Morgan."But, having listened carefully to the central bank over the last
two and a half years, we don't think that is about to happen," he added. Germany's Bundesbank doused hopes for renewed bond purchases on Friday, saying
it still opposed the programme. Instead the ECB would rather see Europe's permanent ESM bailout fund start
buying the bonds of euro zone strugglers, but the fund's limited fire power
could make its intervention less effective. One solution would be to give the
ESM access to ECB funding and Austrian policymaker Ewald Nowotny last week
broke ranks with his colleagues, saying such a step had merits. Draghi's candid
remarks took some of his fellow Governing Council members by surprise, having
not agreed with them before hand on the message he would send. This has
prompted concerns Draghi may have raised false hopes in the
market."Nothing new has been discussed (on action ECB could take), but
Draghi is not a man to make comments lightly and at the end of the day he is
the one calling the shots," said a euro zone central bank source.
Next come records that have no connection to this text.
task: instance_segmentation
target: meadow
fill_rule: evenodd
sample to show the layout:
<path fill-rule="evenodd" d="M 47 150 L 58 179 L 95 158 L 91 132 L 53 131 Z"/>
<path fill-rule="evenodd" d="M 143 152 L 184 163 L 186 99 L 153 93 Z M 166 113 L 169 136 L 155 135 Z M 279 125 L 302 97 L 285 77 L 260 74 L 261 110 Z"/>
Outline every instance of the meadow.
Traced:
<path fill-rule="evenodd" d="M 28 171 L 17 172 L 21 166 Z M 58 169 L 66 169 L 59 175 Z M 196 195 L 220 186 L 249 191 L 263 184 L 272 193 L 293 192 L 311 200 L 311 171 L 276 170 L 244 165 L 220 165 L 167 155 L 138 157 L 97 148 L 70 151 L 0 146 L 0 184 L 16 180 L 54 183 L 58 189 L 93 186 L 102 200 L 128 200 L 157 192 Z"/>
"There was always going to be a time when Draghi decided he had to
act," the source said. Draghi did not have a pre-written speech when he
spoke in front of an investment conference in London on Thursday and only much
later that day did the ECB publish the transcript online.Another source said
Draghi was not flagging an imminent move, and any action would likely come only
in September or October, in conjunction with euro zone governments, and with a
request from Spain for a bailout programme, which Madrid was still trying to
avoid.
Spanish economy shrinks faster
Spain slid deeper into
recession in the second quarter as a tough new round of austerity to head off
the budget crisis that threatens the euro took effect both on overall demand
and the price consumers have to pay for goods. The first official numbers on
gross domestic product showed the economy shrank 0.4% from the previous quarter
after contracting 0.3% in the first three months of the year. The economy was
1.0% smaller than a year earlier. Consumer prices according to both Spanish and
EU methodology rose 2.2% year-on-year, with the EU-harmonised increase above
forecasts being due to medicine price hikes put in place by the government to
save money and deflate the deficit. Economists warned price hikes, and
especially a 3-point rise in value-added tax due to come into effect in
September, would distort consumer prices while the deepening recession
reflected slower domestic demand. That will further weaken the government’s
efforts to get the economy growing again - vital if it is to meet targets on
reducing its budget shortfall and halting a market-inspired crisis in how it
finances its debt. “To properly follow Spain's economic reality, I
would look at domestic service inflation, which is where we’ll see stagnation
and even deflationary pressures. Consumption remains very weak,” economist at
Madrid-based broker Intermoney Jose Carlos Diez said. Spain slipped into the
second recession since 2009 in the first quarter and is expected to continue to
shrink until well into 2013 as consumers and businesses rein in spending and
the eurozone debt crisis saps investor confidence. Fears over the health of Spain’s economy as it
fights to reduce its public deficit has lifted funding costs to euro-era highs
in recent weeks leading many to think an application for a full-bailout could
soon become inevitable. A full breakdown of the growth data will be published
August 28, while the final price data will be available August 14.